Lula sanciona fim da taxa de 20% sobre importados baratos enquanto cuidados pessoais masculinos crescem 6,8% no Brasil.
A alíquota federal de 20% sobre compras internacionais de até US$ 50 deixou de existir depois que o presidente Lula sancionou a medida provisória correspondente em cerimônia no Palácio do Planalto1. A tributação havia entrado em vigor em 2024; até então, compras feitas em plataformas inscritas no programa Remessa Conforme da Receita Federal eram isentas do imposto federal. A retirada da cobrança é uma das bandeiras eleitorais do presidente, candidato à reeleição, e foi aprovada no Congresso na semana anterior à sanção.
A mudança não elimina toda a carga tributária. O ICMS estadual continua incidindo sobre as remessas. O regime simplificado permanece para mercadorias de até US$ 3 mil por remessa, e plataformas habilitadas ao programa de conformidade da Receita Federal poderão usar a cotação do dólar da data da compra, dando ao consumidor maior previsibilidade sobre o preço final. O Executivo também poderá estabelecer limites para quantidade e frequência das encomendas e criar mecanismos para coibir o fracionamento artificial de remessas destinadas à revenda.
Para quem avalia uma rede de varejo de moda, beleza ou acessórios voltada ao consumo popular, o custo comparativo com plataformas estrangeiras tende a ser um fator relevante na construção do modelo de negócio. O ambiente regulatório ainda se consolidará ao longo do tempo, o que pode representar tanto risco quanto oportunidade dependendo do posicionamento de cada rede.
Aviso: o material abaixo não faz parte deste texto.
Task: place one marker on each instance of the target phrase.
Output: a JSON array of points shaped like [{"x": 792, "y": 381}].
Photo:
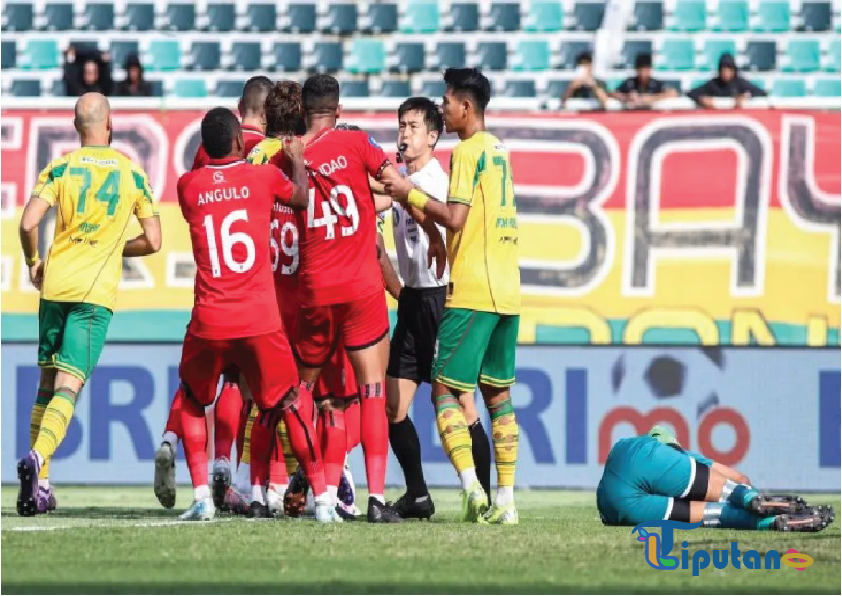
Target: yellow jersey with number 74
[
  {"x": 484, "y": 255},
  {"x": 95, "y": 191}
]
Ao mesmo tempo, um segmento avança em direção oposta à pressão dos importados baratos. O mercado brasileiro de Beleza e Cuidados Pessoais movimentou cerca de R$ 175 bilhões no varejo em 2025, crescimento de 6,8% em relação ao ano anterior, segundo dados da Euromonitor International divulgados pela ABIHPEC2.
Dentro desse universo, o segmento masculino chama atenção. O Brasil já é o segundo maior mercado mundial de produtos masculinos, e os homens representam 39% das ocasiões de uso de produtos de beleza no país, segundo a Kantar2. A categoria de haircare cresceu 9% no mercado brasileiro em 2025, e 72% dos homens demonstram interesse por produtos desenvolvidos especificamente para o público masculino, ante 70% em 2023, também de acordo com a Kantar.
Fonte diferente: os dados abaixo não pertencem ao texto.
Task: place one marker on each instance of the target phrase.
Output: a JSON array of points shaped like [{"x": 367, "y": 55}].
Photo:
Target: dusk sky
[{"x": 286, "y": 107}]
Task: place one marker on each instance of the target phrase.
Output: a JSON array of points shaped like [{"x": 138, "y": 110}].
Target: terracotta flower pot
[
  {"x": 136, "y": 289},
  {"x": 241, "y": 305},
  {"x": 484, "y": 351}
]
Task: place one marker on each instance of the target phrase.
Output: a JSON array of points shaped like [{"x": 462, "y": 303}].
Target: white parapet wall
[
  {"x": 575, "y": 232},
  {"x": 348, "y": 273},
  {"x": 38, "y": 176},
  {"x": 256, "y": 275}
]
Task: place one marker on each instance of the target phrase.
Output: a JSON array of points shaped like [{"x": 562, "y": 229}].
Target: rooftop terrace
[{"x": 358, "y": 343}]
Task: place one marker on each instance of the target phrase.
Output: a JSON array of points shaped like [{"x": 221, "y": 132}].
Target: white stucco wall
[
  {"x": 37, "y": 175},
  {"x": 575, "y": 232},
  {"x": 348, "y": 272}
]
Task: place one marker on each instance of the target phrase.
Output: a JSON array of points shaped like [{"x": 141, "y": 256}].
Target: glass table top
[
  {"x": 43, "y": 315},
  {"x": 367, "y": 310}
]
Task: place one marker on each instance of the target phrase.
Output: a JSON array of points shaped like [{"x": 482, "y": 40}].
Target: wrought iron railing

Para o fundador da Better, marca de haircare e skincare masculinos, o consumidor brasileiro "não quer complicar a rotina, mas também não quer mais usar qualquer produto. Ele quer algo específico, fácil de usar e que entregue o resultado que promete"2. Esse deslocamento de preferência, de categorias genéricas para soluções orientadas a necessidades específicas, pode abrir espaço para redes especializadas em estágio inicial de expansão.
A tese que conecta as duas notícias é direta. O consumidor brasileiro está mais exigente e mais comparativo. A isenção de importados baratos pressiona preço e volume no varejo generalista, enquanto o crescimento do consumo masculino de beleza aponta para nichos onde a especialização pode ser o diferencial que o preço baixo da concorrência estrangeira não replica. Quem avalia franquias nesses segmentos deve perguntar à rede como ela posiciona seu portfólio frente à importação direta e qual é o perfil do ticket médio praticado por unidade.
O que cada candidato a franqueado precisa levantar diretamente com a rede é como a volta da isenção afeta projeções de faturamento por unidade, se há ajuste de royalties previsto para cenários de concorrência ampliada com plataformas estrangeiras e qual o prazo de maturação esperado em praças onde o consumo masculino de beleza ainda está em formação. Segmento aquecido não garante rentabilidade por ponto de venda; a especialização pode proteger, mas cada candidato precisa fazer essa conta por conta própria.